Веселые молодые дни до войны, служба на "Славном", лихая жизнь на "пятачке"; там не знаешь, что ждет тебя через час, а возьмешь в руки баян — и ни войны, ни немцев, до которых можно доплюнуть, — поет душа. Может, потому и доставили ребята инструмент в госпиталь, что понимали — нет без него жизни старшине Лешке Поморцеву.

Играл, изливал душу на баяне Алексей в дальнем углу бывшего институтского парка. Собирались вокруг раненые. Кто на костылях, кого приводили товарищи, кто добирался на собственных. Слушали Алексея, сколько позволяло время, а стоит подняться — просили: "Поиграй еще, кореш".

До холодных дней, пока не затворили на замок двери в парк, терзал Алексей баян. С заморозками снова явились нестерпимая тоска. В помещении играть позволяли редко. Меж тем он окреп. Мускулы снова затвердели под кожей. Если бы не нога… Были дни — походит, походит Алексей, а потом лежит, корчится от боли, не рад белому свету.

А сильней болей была все та же тоска. В ноябрьские дни, когда стало чуть полегче ходить, решился на отчаянный поступок. Уж очень нестерпимым сделалось бесконечное пребывание в госпитале. Захотелось ухватить вечерок настоящей жизни, а там — хоть амба!..

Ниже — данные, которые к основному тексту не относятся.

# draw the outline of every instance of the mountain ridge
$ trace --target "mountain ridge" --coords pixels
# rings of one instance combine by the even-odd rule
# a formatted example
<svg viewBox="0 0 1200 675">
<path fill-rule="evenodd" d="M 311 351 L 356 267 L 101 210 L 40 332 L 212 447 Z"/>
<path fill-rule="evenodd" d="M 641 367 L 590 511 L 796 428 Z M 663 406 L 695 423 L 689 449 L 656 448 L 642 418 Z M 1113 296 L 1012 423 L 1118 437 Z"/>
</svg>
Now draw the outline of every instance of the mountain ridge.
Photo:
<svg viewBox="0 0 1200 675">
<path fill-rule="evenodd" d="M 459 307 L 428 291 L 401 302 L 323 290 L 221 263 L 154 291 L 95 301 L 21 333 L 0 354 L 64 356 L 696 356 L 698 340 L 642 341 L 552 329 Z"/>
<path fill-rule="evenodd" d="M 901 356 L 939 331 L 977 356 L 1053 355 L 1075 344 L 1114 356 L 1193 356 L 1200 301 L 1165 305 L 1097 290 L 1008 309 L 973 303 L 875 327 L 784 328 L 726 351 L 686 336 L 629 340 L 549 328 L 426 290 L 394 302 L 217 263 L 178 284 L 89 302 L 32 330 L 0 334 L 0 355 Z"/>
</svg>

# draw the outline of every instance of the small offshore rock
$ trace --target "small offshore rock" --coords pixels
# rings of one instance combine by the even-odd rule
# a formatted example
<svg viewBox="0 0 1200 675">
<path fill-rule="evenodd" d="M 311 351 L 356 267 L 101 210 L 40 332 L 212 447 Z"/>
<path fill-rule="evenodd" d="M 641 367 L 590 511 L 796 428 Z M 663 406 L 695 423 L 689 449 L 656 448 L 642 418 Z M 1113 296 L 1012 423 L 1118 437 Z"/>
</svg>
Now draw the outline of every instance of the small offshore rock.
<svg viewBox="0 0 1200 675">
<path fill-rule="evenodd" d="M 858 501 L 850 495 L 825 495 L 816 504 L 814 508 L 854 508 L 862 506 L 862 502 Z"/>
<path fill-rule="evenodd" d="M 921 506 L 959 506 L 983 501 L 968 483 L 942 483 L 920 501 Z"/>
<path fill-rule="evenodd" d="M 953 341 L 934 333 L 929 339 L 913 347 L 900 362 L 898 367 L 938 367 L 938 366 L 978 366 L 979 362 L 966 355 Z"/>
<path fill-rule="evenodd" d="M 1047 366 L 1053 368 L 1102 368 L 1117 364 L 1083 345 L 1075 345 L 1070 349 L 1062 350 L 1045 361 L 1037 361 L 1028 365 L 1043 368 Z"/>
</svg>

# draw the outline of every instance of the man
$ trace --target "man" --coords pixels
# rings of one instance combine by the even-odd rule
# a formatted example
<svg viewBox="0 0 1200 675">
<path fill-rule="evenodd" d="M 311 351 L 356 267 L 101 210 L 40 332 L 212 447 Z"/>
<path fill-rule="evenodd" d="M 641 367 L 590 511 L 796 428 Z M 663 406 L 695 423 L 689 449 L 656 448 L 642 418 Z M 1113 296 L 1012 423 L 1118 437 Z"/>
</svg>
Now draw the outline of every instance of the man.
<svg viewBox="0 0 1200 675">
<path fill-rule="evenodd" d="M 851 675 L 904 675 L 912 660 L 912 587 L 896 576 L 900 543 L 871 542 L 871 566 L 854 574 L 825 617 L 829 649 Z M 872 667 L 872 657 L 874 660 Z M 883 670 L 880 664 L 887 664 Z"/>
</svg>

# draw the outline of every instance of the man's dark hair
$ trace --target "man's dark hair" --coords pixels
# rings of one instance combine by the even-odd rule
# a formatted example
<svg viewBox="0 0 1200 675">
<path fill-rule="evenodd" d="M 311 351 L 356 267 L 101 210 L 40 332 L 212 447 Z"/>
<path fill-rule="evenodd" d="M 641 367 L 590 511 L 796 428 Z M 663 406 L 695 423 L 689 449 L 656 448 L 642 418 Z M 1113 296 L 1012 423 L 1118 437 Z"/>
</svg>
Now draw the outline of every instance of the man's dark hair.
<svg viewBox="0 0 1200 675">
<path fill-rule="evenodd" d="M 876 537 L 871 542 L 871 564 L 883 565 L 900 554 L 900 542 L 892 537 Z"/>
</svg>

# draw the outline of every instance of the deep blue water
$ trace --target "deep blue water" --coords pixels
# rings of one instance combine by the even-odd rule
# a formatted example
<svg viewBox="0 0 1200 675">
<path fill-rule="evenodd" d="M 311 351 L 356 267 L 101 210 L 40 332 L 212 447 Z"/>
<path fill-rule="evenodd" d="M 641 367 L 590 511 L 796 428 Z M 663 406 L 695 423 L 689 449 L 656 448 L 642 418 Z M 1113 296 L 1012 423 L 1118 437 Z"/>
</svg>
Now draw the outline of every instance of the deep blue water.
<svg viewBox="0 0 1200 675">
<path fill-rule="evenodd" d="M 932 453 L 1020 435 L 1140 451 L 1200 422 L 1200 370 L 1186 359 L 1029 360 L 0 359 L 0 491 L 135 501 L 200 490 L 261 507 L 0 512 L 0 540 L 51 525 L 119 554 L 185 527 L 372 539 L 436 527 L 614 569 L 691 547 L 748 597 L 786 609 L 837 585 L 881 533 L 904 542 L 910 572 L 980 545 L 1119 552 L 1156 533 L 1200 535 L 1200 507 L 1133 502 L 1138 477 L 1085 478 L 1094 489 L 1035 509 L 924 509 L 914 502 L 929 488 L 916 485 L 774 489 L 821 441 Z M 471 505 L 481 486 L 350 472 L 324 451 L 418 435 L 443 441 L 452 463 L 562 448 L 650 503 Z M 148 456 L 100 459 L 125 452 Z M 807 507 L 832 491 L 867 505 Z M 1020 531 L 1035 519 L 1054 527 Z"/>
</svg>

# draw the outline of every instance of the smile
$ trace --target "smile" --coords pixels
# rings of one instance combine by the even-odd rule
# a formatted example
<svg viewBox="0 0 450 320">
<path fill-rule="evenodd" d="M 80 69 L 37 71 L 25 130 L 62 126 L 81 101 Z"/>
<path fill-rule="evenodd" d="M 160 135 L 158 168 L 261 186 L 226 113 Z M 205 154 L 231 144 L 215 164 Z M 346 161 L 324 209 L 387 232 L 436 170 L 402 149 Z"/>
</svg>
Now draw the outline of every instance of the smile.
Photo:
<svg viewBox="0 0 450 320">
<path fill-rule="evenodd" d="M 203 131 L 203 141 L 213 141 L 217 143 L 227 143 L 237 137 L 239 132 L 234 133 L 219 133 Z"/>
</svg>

Неподалеку от Фонтанки, где находился госпиталь, как помнил Алексей, против цирка, жила его знакомая Зоя. В последний раз встречались — уже началась война. Прощались под лай зениток, паливших в чистое желтое небо. Такого не забудешь. Адрес Зои он запамятовал, а так, на глаз, запомнил и дом, и лестницу, и дверь в квартиру. "Вот бы навестить!.." Знал Алексей, многих, ой как многих недосчитался Ленинград с той белой ночи, но отчего-то верил — выжила его знакомая. Жива и здорова и, вполне возможно, проживает на прежнем месте. Мало ли людей осталось… Куда как больше, чем померло.

И решил Лешка в предпраздничный вечер, когда будет и в госпитале свое веселье, сбежать часа на два-три, провести время. Авось и не заметят.

План был задуман хитро. Другие слонялись по госпиталю в тапочках. Им бы надо еще найти обувь. А у Алексея обувь была при себе.

Вечером, когда передавали доклад из Кремля и все устремились к репродукторам, удалось стянуть из гардероба едва налезшую ему женскую шинель и чью-то шапку. Шинель надел поверх госпитального халата. Презрев столь неподходящий для военного моряка вид, вылез в окно уборной и спустился на мокрый снег. Крадучись, как вор, пробирался вдоль зданий набережной. Хромая, пересек скользкие камни на подъезде к мосту. Вот и знакомый дом. Теперь во двор, налево, третий этаж…

Не сразу решившись — мало ли что может быть, — дернул ручку допотопного звонка. Электрический не работал.

Услышал шаги. Дверь широко распахнулась.

Ну и повезло!

Она!

Стояла с приготовленной для кого-то улыбкой. В синем крепдешиновом платье, с ожерельем на шее. Причесанная, пахнущая духами. Увидев его, отшатнулась, но, видно, узнала.